Эми ведь понимает, что Джон выкупает ее жизнь ценой своей. Я не спрашивал, сколько лет нашему сводному брату, но на вид не больше тридцати пяти — тридцати пяти лет земного ада. Неудивительно, что Джон не дорожит ими и готов потерять столько же. Он не будет шантажировать родственников и друзей, если такие, как Король, могут считаться друзьями. Не станет сопротивляться и окажется на электрическом стуле, или под иглой со смертельной инъекцией, или в темной, свирепой тюремной драке, сто на одного. Поэтому Джон умрет, а Эмилия… Эмилия начнет искать себя, искать любовь, искать счастье — и однажды найдет его в том же, в чем нашел себя ее мертвый возлюбленный — в риске. Пусть не бессмысленном, но все-таки ненужном. Так и представляю, как сестра летит на легком самолетике через тайфун — вместо того, чтобы дать взятку в отделе виз.
Интересно, если они оба выживут — одна под ножом, второй в тюрьме — и воссоединятся, и родят ребенка, кто это будет, Нигредо или…? Рубедо и будет, раздается голос в моей голове, голос с отцовским тембром. Потому что все вышло как по писаному.
Замираю и пытаюсь выловить смысл из тонкого, будто сигаретный дым, прозрения.
Ты, Эмиль, всегда считал: цель отцовской операции — создание двутелого андрогина, бесценного алхимического компонента. О, как ты был неправ! Тебя присоединили к сестре, чтобы ты отдавал ей свои гормоны, свои мужские силы, свои пацанские понятия, вырастил ее бесстрашной и жертвенной — не только по-женски, но и по-мужски. Чтобы она, вопреки всему, что кажется, не была зависима от другого. Чтобы умела любить как сильный, а не как слабый, который всегда любит безоглядно, без какого-либо расчета. Чтобы не была куклой, которой становится большинство девочек, прекрасных девочек, вырастающих в прекрасных женщин или в уродливых женщин, или не в женщин, а в Клаустр, людей-функций для тех зависимостей, которые задают люди-величины. Ты справился, братец-неразлучник. Теперь вас разделят и… Возможно, Эмилия, возрожденная из руин, родит Кадошу вожделенного Рубедо. Но от кого? — вот главный вопрос.
Я готов высказать свои мысли, но Ян перебивает меня, разводит руками над головой, будто морок разгоняет:
— Стоп! Стоп. Здесь, в доме Клаустры…
— Клаустры и Лабриса. Или только Лабриса, — поправляет Джон.
— А ты откуда знаешь?
— Тут ЕГО буцудан и ЕГО молельная комната.
— Ну хорошо, здесь молятся о здравии близнецов и Клаустры. Лабрису она дорога, а может, твой дядя чувствует свою вину перед женой брата. И что нам это дает?
— Что добром Лабрис черные амулеты Ребиса и его не менее черные исследования Клаустре не отдаст. Королю — тем более.
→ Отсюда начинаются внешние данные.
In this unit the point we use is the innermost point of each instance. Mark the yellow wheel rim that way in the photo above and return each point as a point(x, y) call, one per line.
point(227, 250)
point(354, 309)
— Королю понятно, но почему он откажет Клаустре?
— Да потому что не хочет для нее судьбы всех Кадошей, Ян! — взрывается Джон. — Посмотри на меня, парень! Мне в аду уже котел забронирован, как и всем нам, Нигредо. Мы живем в преддверии преисподней, у нас тут родина. Близнецы еще могут выбраться, но ни мне, ни отцу, ни дяде никуда не деться.
— А дяде-то почему? — охрипшим голосом спрашивает Ян.
— Ты не хочешь спросить, в чем я грешен? — кривит рот Джон. — Пра-а-авильно не хочешь. Все мы убийцы. Отец убивал шприцом и скальпелем, опытами своими погаными. Лабрис убивал согласием на братнины эксперименты, финансировал их, оборудование предоставлял. Хочешь, покажу подвал? Там полным-полно оборудования, добытого Лабрисом, я видел фотографии и счета. Один я отличился — убивал по-простецки — ножом, пулей, кулаком, даже, бывало, струной и бейсбольной битой.
— И много… — Эмилии не хватает на то, чтобы договорить.